Ahora muchos tenemos un ordenador en casa, otro donde trabajamos, otro que llevamos en la cartera para utilizarlo en reuniones y durante viajes y esperas. Pero en el bolsillo llevamos un teléfono que también funciona en muchos temas como un ordenador.

Cuando una empresa aporta aparcamiento a sus empleados es una ayuda extraordinaria

Sería interesante saber en qué trabajan los expertos en estos temas que están en las empresas que producen teléfonos móviles y ordenadores en sus áreas de I+D. Es posible que saliendo de casa cojamos nuestro automóvil y le digamos: “Llévame a mi trabajo y ponme en la pantalla el mejor periódico de hoy mientras vamos”. Lo que parece claro es que los atascos van subiendo y que cada vez hay más coches y menos espacio para ellos, y no parece que se esté trabajando para resolver estos problemas.

Si dijésemos que deberíamos llenar de túneles las ciudades esto caería mal. Hay ciudades en las que pasar por los túneles requiere pagar un importe en algunos casos elevado. Recuerdo que en las dos ciudades en que he vivido, Barcelona y Boston, hubo una época en la que se hicieron un montón de túneles. En Boston los túneles facilitan por ejemplo salir de Harvard e ir al aeropuerto. En Barcelona los túneles te ayudan a cruzar las montañitas que rodean la ciudad e incluso facilitar el recorrido en áreas con mucho tráfico.

Pero la producción de túneles se acabó y todo parece indicar que cuando lleguemos al 2030 nos habrán puesto algún problema para dificultar el pasar por túneles y evitar acumular en los túneles montones de vehículos parados. En nuestra sociedad cada vez tenemos más que no están a favor de invertir para facilitar la circulación de vehículos.

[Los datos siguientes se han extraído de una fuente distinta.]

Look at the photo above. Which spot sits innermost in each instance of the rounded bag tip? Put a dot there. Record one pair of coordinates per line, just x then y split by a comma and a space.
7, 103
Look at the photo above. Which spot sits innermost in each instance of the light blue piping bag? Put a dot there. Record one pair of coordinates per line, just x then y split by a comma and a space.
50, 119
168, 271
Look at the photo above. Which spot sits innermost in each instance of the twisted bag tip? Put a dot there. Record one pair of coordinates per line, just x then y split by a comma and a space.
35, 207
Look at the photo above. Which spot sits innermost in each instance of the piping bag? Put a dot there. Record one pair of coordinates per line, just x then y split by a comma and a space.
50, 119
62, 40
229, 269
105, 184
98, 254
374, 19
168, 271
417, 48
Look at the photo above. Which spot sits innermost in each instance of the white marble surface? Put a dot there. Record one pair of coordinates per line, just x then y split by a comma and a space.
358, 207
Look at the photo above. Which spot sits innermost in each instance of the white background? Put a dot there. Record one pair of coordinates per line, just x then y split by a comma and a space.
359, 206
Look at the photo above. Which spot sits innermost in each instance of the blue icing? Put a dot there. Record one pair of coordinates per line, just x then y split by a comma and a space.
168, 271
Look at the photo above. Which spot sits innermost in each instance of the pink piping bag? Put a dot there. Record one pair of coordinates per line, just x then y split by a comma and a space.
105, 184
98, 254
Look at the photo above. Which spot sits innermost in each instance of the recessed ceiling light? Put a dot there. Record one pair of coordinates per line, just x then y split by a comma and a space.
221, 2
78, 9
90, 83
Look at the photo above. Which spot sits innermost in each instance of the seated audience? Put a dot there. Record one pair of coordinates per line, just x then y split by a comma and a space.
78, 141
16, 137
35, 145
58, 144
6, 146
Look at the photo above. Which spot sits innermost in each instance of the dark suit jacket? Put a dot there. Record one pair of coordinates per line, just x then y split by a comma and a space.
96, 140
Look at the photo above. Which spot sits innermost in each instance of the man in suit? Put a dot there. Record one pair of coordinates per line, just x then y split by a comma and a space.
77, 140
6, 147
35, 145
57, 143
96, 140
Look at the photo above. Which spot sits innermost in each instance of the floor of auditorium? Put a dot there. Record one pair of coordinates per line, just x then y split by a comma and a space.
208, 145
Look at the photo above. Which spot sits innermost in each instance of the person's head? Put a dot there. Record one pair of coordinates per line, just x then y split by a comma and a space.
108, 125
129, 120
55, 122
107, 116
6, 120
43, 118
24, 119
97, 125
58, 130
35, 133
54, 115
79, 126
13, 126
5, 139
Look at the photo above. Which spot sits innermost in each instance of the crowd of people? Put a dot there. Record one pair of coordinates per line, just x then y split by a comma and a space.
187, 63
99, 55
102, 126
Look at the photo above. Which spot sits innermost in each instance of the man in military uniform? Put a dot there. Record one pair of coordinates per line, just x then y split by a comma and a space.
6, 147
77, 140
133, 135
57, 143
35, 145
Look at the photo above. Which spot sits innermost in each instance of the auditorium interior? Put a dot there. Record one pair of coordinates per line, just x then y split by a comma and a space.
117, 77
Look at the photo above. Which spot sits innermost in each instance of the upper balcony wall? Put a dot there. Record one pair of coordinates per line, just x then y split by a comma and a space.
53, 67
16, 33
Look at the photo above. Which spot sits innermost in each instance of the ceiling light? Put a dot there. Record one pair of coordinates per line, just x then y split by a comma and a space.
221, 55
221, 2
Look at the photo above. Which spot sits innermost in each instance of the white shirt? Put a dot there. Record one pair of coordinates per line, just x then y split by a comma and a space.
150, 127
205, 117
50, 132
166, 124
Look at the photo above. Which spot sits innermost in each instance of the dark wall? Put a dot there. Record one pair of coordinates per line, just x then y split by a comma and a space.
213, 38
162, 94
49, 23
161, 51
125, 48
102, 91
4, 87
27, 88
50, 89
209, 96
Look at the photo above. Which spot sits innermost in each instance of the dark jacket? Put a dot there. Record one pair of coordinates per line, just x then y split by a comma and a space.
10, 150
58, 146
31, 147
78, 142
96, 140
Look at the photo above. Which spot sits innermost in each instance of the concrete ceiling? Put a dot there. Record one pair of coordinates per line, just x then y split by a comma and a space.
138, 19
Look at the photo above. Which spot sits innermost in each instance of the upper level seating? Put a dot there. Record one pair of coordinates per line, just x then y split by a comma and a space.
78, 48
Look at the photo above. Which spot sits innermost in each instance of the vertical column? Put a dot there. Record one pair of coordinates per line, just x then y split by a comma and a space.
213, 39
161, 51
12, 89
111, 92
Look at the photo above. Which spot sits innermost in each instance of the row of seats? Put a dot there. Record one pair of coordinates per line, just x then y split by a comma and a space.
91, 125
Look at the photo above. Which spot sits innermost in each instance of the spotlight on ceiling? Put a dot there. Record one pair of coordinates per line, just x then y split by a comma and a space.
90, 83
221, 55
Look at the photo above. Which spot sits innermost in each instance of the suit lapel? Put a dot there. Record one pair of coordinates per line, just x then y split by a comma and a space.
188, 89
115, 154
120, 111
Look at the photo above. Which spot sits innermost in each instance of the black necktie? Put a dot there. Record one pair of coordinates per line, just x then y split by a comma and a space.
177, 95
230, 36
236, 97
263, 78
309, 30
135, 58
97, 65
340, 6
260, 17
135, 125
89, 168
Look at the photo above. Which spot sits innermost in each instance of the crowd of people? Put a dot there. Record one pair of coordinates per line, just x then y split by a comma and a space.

La realidad es que cuando una empresa o institución proporciona aparcamientos para los vehículos de sus empleados esto es una ayuda extraordinaria. Pero todavía hay muchas empresas que no se han planteado el tema, con frecuencia porque no tienen un espacio. Es un tema global y en Estados Unidos alguna vez he tenido que ir en coche a una empresa y aparcar a casi media hora andando desde el aparcamiento hasta la oficina de la dirección.